You should also consider paid addons/components if it makes sense. For example, an integration with a service such as Sentry or Logtail. Or other frameworks besides what you already have. Maybe nativephp.com integration for desktop apps?
Ask yourself, how can I help developers save time? Build it, charge for it.
Example:
https://alpinejs.dev/components
@viktor I don't know of one currently running, but here's the documentation:
https://github.com/sponsorware/docs
and the story behind it:
https://calebporzio.com/sponsorware
I should at that Caleb was already popular when he did it
@jay Thanks for sharing. This is basically crowdfunding. Font Awesome crowdsourced over $1mil to build and release v5. Modoboa does feature crowdfunding, raising smaller amounts for specific features such as 2FA (€700). If you don't raise the amount you want you don't release or build it. If there's something missing from your SDK, you could see if users would crowdfund it, and then you would build it.
@viktor You're right, but there's a small difference, though: with Sponsorware, you already have built it (or at least an initial version) and give access to everyone who already is a sponsor, so they can immediately benefit from it. If the asked sponsorships are not reached, the sponsors can still use it. This way, I have a small income and don't have to give the money back if the goal is not reached .
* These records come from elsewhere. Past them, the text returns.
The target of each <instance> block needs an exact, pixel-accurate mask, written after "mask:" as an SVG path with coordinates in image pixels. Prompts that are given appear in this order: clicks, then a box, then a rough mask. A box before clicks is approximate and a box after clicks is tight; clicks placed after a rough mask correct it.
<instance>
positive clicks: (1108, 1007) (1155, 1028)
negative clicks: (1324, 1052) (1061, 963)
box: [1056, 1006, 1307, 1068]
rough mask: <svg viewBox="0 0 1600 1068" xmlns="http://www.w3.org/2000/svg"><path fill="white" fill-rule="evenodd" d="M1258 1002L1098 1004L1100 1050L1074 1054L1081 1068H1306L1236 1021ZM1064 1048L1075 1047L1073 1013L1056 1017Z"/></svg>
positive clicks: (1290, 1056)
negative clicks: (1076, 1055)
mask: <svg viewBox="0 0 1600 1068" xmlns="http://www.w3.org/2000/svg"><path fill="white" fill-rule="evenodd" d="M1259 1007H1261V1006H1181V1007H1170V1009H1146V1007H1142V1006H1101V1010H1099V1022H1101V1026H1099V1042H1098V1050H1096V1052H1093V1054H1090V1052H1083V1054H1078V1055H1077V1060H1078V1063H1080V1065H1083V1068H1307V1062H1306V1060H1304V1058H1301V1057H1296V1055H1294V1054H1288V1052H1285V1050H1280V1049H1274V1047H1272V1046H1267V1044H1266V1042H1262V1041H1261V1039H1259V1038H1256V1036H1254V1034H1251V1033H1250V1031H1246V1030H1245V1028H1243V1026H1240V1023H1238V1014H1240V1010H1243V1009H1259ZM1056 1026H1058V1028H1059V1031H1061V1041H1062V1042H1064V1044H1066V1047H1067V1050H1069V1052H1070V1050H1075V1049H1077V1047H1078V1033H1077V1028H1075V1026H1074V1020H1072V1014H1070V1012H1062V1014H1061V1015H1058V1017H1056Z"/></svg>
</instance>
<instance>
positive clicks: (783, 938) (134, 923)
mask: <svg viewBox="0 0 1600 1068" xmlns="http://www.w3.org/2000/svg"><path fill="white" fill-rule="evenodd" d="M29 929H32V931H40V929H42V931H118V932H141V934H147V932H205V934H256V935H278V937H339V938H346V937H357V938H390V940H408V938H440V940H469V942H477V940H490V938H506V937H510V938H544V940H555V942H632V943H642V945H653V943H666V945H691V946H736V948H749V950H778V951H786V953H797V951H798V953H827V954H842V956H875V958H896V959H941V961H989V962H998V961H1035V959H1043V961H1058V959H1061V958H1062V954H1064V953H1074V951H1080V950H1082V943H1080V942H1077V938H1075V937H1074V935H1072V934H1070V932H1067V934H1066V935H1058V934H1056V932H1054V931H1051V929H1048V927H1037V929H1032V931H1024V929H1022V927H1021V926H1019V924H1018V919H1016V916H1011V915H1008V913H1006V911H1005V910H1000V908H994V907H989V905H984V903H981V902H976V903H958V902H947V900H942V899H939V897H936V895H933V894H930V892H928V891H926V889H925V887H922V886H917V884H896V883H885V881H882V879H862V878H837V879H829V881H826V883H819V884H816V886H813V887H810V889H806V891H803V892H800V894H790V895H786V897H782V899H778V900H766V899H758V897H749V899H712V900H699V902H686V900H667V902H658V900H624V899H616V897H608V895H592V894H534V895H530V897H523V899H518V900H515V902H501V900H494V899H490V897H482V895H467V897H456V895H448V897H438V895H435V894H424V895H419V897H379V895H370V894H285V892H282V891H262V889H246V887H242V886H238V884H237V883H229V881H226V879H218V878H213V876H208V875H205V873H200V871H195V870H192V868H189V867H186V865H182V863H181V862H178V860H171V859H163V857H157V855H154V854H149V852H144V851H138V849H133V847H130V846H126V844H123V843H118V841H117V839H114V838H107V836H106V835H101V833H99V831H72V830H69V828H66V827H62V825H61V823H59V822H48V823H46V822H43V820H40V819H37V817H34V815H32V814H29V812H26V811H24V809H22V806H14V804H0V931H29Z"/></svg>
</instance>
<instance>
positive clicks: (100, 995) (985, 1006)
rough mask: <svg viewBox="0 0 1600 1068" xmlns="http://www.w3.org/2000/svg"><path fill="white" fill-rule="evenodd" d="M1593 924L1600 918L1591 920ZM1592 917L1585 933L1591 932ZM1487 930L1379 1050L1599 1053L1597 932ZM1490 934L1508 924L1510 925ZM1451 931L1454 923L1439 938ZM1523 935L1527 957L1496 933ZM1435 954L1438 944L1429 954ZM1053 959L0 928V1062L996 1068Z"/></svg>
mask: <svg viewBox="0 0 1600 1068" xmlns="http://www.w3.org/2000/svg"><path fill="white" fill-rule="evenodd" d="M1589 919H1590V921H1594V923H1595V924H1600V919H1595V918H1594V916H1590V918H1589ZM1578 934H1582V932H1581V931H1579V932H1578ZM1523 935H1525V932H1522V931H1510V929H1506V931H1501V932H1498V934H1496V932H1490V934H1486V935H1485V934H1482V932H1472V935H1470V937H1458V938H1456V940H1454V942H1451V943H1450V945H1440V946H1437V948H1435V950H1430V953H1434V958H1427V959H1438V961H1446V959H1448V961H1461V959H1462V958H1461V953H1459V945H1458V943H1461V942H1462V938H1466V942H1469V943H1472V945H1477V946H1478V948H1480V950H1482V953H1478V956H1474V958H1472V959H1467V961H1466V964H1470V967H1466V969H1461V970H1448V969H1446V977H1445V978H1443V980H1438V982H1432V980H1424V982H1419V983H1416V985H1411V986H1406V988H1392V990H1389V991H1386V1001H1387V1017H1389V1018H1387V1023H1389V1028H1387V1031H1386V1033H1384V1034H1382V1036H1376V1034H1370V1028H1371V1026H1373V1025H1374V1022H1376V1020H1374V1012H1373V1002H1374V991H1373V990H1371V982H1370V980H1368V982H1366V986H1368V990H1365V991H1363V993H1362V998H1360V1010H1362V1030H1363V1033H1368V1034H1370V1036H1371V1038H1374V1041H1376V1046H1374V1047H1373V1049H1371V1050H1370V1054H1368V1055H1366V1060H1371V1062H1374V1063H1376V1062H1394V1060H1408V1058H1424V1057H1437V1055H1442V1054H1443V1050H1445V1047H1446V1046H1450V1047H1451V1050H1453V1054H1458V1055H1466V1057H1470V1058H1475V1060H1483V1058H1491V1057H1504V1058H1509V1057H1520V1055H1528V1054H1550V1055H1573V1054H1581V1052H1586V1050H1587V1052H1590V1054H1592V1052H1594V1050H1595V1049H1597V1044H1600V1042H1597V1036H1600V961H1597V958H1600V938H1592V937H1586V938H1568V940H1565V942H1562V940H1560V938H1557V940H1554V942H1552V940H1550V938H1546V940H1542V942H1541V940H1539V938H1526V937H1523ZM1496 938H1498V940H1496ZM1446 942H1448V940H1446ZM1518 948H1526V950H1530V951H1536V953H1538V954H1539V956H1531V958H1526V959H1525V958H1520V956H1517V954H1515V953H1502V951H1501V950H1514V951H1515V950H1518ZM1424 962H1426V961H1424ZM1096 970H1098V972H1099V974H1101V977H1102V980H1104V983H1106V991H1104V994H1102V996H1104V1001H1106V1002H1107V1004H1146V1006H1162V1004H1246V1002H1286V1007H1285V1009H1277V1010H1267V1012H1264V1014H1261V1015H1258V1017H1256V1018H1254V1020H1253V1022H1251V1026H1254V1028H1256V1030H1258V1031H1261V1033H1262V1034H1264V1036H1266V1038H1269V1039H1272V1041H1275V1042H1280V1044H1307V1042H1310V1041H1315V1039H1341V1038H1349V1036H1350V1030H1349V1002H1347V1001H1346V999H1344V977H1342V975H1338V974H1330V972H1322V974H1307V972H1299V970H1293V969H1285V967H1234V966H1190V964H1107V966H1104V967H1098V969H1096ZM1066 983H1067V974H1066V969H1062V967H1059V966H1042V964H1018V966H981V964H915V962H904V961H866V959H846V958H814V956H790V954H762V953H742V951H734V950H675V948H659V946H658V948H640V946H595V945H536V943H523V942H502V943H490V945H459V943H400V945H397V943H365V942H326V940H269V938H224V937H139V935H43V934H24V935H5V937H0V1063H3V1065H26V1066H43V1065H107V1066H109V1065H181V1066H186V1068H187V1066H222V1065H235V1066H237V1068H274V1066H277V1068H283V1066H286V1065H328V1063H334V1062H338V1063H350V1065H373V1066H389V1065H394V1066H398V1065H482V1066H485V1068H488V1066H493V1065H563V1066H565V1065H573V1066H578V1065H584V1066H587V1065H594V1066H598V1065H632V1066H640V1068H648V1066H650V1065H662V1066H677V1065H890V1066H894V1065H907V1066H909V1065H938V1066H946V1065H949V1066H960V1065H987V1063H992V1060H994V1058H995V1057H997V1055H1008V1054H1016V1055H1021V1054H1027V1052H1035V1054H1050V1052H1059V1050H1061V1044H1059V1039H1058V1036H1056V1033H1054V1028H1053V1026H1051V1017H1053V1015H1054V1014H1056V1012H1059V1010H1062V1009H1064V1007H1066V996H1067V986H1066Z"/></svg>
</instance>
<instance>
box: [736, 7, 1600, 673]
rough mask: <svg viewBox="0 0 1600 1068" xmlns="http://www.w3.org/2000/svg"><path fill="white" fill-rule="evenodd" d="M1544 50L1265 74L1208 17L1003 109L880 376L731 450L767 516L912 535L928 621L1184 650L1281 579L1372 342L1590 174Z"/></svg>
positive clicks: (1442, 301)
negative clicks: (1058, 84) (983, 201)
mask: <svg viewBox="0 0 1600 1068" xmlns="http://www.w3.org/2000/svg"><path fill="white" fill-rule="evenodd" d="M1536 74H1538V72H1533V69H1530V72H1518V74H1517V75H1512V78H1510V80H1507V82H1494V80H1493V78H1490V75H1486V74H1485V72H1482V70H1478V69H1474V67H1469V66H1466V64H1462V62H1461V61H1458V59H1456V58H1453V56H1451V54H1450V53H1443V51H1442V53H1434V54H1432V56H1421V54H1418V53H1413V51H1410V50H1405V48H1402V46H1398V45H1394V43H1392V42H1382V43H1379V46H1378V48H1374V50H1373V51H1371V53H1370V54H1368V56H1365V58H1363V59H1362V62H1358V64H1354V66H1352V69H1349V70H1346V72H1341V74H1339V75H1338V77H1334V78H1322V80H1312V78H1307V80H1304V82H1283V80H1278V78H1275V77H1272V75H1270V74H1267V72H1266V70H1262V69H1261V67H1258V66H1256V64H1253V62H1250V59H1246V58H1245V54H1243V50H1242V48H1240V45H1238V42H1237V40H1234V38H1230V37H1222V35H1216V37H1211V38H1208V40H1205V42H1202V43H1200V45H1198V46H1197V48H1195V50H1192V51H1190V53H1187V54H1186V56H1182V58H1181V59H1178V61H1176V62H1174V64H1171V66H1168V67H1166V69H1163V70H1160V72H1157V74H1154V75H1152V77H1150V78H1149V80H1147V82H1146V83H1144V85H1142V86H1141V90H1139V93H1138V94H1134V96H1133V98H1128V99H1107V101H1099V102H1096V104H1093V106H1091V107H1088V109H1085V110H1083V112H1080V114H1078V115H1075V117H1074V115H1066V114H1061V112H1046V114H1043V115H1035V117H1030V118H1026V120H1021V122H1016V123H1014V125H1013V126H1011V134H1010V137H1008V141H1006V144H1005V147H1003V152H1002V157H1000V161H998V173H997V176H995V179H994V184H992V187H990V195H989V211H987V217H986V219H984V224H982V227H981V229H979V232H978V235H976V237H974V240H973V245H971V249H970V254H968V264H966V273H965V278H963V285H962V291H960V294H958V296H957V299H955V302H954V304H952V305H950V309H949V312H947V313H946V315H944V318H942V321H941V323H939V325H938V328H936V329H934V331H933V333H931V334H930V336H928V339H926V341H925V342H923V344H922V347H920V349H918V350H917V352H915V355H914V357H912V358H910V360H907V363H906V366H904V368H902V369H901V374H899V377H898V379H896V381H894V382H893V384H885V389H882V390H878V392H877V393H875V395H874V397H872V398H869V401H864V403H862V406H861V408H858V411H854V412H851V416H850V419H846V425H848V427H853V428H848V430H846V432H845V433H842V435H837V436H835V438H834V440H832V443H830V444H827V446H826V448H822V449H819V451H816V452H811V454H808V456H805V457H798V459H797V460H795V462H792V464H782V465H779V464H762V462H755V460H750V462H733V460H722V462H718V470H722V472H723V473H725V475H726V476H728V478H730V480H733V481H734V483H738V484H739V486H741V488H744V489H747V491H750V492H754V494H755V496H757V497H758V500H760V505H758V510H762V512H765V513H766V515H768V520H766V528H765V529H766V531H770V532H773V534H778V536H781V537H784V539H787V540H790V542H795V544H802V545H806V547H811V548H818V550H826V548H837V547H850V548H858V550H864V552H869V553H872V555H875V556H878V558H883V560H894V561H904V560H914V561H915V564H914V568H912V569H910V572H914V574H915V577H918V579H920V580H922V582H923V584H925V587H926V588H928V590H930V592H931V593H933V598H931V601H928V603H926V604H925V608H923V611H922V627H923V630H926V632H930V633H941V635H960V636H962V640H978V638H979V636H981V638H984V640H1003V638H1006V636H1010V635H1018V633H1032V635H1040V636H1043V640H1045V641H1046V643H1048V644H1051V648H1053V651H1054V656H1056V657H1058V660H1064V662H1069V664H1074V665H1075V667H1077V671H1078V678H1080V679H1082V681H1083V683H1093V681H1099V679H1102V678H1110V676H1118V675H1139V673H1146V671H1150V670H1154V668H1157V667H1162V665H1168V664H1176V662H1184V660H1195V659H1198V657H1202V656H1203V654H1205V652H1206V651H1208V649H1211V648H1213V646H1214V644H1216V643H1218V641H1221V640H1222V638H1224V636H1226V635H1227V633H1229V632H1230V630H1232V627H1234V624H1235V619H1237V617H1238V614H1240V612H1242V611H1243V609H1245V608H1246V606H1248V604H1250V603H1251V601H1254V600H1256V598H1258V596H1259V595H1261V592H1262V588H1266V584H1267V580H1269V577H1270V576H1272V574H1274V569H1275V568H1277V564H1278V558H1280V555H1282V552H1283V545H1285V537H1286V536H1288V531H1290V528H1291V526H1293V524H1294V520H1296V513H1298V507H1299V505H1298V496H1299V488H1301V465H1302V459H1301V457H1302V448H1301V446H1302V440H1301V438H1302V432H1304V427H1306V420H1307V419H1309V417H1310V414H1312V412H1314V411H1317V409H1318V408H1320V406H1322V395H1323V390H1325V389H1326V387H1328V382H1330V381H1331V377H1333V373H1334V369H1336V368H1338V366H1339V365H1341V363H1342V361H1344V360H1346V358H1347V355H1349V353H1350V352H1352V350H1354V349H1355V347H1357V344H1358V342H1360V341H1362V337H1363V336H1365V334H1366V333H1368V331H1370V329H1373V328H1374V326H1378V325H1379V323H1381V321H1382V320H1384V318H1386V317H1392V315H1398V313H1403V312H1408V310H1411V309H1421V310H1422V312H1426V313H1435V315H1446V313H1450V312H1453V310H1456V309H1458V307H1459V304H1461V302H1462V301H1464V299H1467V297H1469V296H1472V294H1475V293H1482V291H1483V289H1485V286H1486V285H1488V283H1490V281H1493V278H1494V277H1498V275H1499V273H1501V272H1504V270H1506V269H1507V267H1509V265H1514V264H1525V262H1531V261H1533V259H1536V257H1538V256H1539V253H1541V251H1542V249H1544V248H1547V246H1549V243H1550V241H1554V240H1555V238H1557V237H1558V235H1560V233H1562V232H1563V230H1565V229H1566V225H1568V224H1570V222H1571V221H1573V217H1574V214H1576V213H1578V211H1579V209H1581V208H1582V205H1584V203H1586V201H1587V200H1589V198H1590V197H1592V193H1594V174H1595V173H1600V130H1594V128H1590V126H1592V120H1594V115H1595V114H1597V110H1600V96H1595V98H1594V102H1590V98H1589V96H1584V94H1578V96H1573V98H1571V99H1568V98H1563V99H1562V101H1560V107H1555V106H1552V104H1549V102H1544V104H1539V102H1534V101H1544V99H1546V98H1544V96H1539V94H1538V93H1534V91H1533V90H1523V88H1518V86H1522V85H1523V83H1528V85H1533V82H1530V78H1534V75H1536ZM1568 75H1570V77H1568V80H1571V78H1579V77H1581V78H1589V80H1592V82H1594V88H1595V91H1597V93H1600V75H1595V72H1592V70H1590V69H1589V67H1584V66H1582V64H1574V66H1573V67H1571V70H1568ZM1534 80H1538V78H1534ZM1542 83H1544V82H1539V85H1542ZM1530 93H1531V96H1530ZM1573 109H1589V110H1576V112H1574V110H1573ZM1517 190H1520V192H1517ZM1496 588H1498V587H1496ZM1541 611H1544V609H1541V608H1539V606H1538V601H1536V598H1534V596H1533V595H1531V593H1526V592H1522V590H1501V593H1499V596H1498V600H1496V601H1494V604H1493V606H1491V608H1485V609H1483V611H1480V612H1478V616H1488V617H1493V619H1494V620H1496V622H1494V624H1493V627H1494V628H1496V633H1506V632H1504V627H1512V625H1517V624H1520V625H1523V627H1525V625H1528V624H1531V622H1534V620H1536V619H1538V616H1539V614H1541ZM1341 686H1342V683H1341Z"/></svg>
@viktor I went into another direction and halted maintenance until funding is found: https://phpc.social/@beste/110943262127695483
@jay thanks for sharing. One thing I would recommend, which I found odd in WPCS announcement, is the lack of a funding goal. When exactly is "funding is found" reached? Creating a GitHub Sponsors goal would help reach a specific number. Fundraising drives with a goal perform better than those without a goal.
@viktor That's a good point, thank you!